Scones inteligentes

A Maria João é uma pessoa que não se deixa ficar. Se gosta de uma coisa que tem coisas de que não gosta inventa uma maneira de fazê-la sem elas.

Isto aplica-se a todas as coisas da vida. Vou dar apenas um exemplo prosaico: os scones. Em Londres comemos scones exímios e mal cá chegámos pus-me a fazê-los conforme a voz que me está no sangue.

Levam manteiga, açúcar, farinha branca e leite gordo e ficam bem. A Maria João não gosta, com razão, de açúcar e de farinha refinada e, com ou sem razão, não gosta nem de manteiga nem de leite gordo, por serem muito gordurosos.

Enquanto eu fazia os scones caretas ela pôs-se a inventar uns scones alternativos com farinha integral, adoçante líquido da Lihn, queijo-creme e buttermilk.

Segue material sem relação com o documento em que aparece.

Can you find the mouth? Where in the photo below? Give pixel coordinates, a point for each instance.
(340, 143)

O único ingrediente comum era o baking powder Royal, portuguesíssimo.

Fez tudo a olho e a dedo, sem ligar nenhuma ao meu aviso que os pasteleiros fazem tudo com precisão de peso. Adoptou o método inglês de misturar a farinha com a gordura láctea (neste caso o queijo Philadephia) mas mediu tudo tactilmente, até a mistura pegar-se aos dedos. Depois provou: o sinal de quem cozinha seriamente.

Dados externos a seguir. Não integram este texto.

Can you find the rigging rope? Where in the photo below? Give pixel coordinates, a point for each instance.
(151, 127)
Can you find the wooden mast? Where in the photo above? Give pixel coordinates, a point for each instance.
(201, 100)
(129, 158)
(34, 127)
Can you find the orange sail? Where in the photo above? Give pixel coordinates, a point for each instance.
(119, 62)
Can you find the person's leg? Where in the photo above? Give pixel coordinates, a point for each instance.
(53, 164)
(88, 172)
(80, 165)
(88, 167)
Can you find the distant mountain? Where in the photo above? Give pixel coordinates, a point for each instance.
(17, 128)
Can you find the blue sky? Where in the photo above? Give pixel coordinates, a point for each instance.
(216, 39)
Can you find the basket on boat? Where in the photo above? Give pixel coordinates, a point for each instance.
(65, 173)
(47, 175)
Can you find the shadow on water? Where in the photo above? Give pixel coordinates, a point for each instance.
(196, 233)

Implorei-lhe que não experimentasse. Expliquei-lhe que era impossível inovar. Pensei, pomposamente, que estava a defender a minha dama.

Já adivinharam o resultado: os scones dela, para além de serem muito mais saudáveis,foram e são muito mais saborosos e sconianos.

Ousar é ganhar: mas só no caso dela. Não há lição mais deliciosa.